Как бы то ни было, но в одно прекрасное утро Губошлепов, закинув в подведомственный ему омут уду, вытащил оттуда Разумова. Рыбина оказалась большая, даже редкостная, но не настолько, впрочем, чтоб такой доктринер рыболовства, как Губошлепов, мог затрудниться, как насчет ее поступить.

– Вы, кажется выслужили право на пенсию? – молвил он однажды Разумову после того, как покончил с ним обычное объяснение.

Разумов покраснел, точно его вдруг по затылку ударили. Ему показалось, что стены губошлеповского кабинета начинают шататься и сам он как будто скользит.

– Выслужил-с, – ответил он, однако, довольно твердо.

– А при этом, ежели чин тайного советника при отставке… гм?.. – продолжал тайный советник Губошлепов, но без жестокости, а именно только с полнейшим «нерассуждением». – Полный оклад пенсии и… чин тайного советника… гм? Итак, до свидания… любезный коллега!

Губошлепов очень развязно протянул ему руку, и старик Разумов почтительно прикоснулся к ней концами своих похолодевших пальцев.

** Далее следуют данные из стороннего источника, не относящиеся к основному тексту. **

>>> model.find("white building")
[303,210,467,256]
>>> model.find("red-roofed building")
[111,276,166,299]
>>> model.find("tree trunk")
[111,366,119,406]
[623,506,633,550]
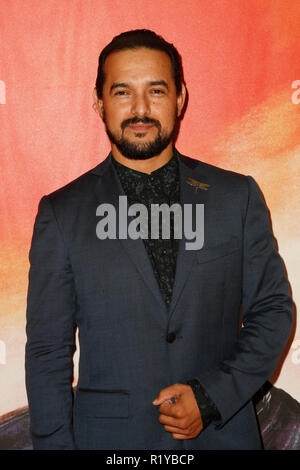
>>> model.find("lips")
[129,123,153,132]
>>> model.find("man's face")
[94,47,185,159]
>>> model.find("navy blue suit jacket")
[26,151,292,450]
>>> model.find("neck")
[111,142,173,174]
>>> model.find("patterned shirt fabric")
[112,154,220,429]
[113,152,180,308]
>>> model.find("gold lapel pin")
[186,178,210,194]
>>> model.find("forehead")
[104,47,173,84]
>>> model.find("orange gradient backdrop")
[0,0,300,416]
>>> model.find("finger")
[158,414,187,429]
[152,384,181,405]
[158,403,182,419]
[152,392,177,406]
[164,426,190,437]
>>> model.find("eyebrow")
[110,80,169,93]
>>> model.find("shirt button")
[166,333,176,343]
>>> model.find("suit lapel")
[92,153,167,321]
[92,149,209,320]
[169,150,209,319]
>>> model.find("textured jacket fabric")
[26,151,292,450]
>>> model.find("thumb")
[152,385,178,405]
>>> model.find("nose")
[132,93,150,117]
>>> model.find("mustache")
[121,116,161,131]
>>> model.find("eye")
[114,90,127,96]
[151,88,164,95]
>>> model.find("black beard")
[103,115,177,160]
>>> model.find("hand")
[152,383,203,439]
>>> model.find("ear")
[93,88,103,119]
[177,83,186,117]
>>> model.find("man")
[26,30,292,450]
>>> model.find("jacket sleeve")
[197,176,293,428]
[25,196,76,450]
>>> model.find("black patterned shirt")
[112,154,220,429]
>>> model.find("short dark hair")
[96,29,184,98]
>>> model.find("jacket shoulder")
[46,160,105,204]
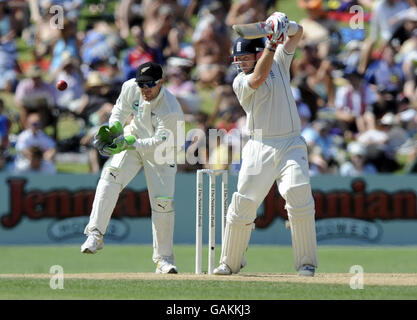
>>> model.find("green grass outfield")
[0,245,417,300]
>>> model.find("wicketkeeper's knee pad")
[151,197,175,263]
[283,184,318,270]
[101,166,124,191]
[227,192,258,225]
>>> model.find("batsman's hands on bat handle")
[103,136,136,155]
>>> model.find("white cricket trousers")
[84,150,177,263]
[220,134,318,273]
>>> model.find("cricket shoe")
[155,260,178,274]
[298,264,316,277]
[81,231,103,253]
[213,263,232,276]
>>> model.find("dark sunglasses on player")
[138,80,159,89]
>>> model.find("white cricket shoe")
[213,263,232,276]
[81,230,103,253]
[298,264,316,277]
[155,260,178,273]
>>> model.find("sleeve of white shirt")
[274,44,294,77]
[109,82,132,126]
[135,113,184,153]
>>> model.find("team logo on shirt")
[132,100,139,113]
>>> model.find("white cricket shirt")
[109,79,184,152]
[233,45,301,138]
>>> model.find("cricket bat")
[232,21,274,39]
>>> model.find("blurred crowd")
[0,0,417,176]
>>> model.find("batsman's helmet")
[233,37,265,56]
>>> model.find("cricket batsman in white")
[214,12,318,276]
[81,62,184,273]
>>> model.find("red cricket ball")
[56,80,68,91]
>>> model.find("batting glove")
[103,136,136,155]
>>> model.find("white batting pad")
[152,210,175,264]
[220,222,253,273]
[285,184,318,270]
[84,179,121,234]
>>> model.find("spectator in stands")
[357,113,407,172]
[143,1,178,64]
[226,0,266,27]
[166,57,201,115]
[358,0,408,73]
[297,0,340,59]
[80,104,113,173]
[49,19,81,73]
[340,141,377,177]
[52,52,84,110]
[194,11,231,88]
[122,26,161,81]
[14,112,56,170]
[0,99,11,152]
[0,0,16,53]
[0,45,20,92]
[22,1,60,60]
[301,119,337,164]
[402,29,417,108]
[114,0,144,39]
[15,65,57,128]
[365,45,404,117]
[14,146,56,174]
[389,7,417,49]
[335,69,376,134]
[80,20,124,70]
[70,71,116,123]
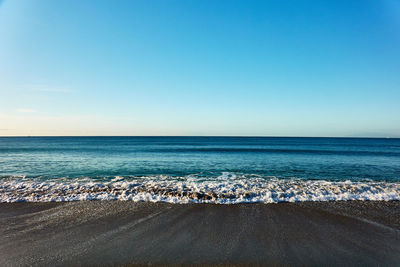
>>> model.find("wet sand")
[0,201,400,266]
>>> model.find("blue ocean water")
[0,137,400,203]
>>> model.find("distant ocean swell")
[0,173,400,204]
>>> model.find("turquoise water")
[0,137,400,202]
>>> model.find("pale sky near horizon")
[0,0,400,137]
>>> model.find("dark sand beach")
[0,201,400,266]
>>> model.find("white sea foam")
[0,173,400,204]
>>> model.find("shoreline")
[0,201,400,266]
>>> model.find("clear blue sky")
[0,0,400,137]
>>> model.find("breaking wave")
[0,173,400,204]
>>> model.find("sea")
[0,137,400,204]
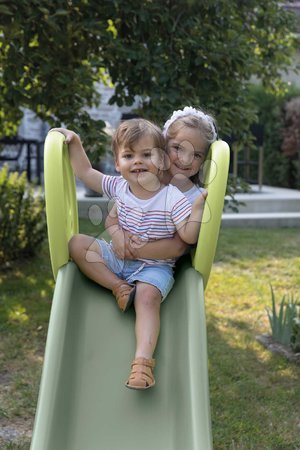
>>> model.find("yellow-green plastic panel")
[192,140,230,289]
[44,131,78,279]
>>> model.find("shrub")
[0,165,46,266]
[291,315,300,353]
[250,85,300,189]
[267,286,300,350]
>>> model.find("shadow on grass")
[207,317,300,450]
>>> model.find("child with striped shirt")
[54,119,205,389]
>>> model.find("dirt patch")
[256,334,300,364]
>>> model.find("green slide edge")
[192,140,230,289]
[44,131,79,279]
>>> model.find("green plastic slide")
[31,132,229,450]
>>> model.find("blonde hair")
[163,106,218,185]
[112,119,165,158]
[164,108,217,150]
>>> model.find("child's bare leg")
[126,282,161,389]
[134,282,161,359]
[69,234,133,311]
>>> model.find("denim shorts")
[97,239,174,301]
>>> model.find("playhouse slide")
[31,132,228,450]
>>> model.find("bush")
[250,85,300,189]
[0,165,46,266]
[267,286,300,351]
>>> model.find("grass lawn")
[0,223,300,450]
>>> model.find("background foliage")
[250,85,300,189]
[0,0,296,151]
[0,166,46,268]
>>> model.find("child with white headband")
[106,106,218,259]
[49,119,209,389]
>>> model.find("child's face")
[167,127,207,178]
[115,135,163,187]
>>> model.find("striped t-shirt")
[102,175,191,265]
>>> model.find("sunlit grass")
[206,229,300,450]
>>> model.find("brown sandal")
[125,358,155,389]
[112,280,136,312]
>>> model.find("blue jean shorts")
[97,239,174,301]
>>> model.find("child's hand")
[49,128,77,144]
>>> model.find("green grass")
[0,227,300,450]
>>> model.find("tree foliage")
[0,0,296,146]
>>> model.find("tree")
[0,0,296,147]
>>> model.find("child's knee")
[135,282,162,307]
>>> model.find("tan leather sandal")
[112,280,136,312]
[125,358,155,389]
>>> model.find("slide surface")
[31,258,212,450]
[31,132,229,450]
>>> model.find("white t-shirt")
[102,175,191,265]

В этот день Разумов возвращался домой совсем пустой, точно внутренности из него вынули. Не то чтоб он жаловался или негодовал, а как будто никак не мог вспомнить что-то очень нужное, и в то же время потерял способность воспринимать ощущения. Он шел обычной дорогой, безошибочно поворачивая в те самые улицы и переулки, куда следовало, но делал это совсем машинально. Проходя мимо знакомой колбасной лавки, он, как всегда, зажал нос, но сделал это лишь инстинктивно, а не потому, чтоб его поразила окружавшая лавку смрадная атмосфера. На одном переходе, где обыкновенно протекал грязный ручей, он сделал обычный прыжок, хотя на этот раз, благодаря какому-то исключительному стечению обстоятельств, никакого ручья в этом месте не было. И при этом он все время нервно шевелил губами, так как ему казалось, что он ведет беседу с каким-то воображаемым приятелем и что разговор их состоит из следующих немногих, но назойливо повторяемых фраз:

– Глупо-то как! – говорит он, Разумов, впрочем, без злобы, а с каким-то наивным изумлением.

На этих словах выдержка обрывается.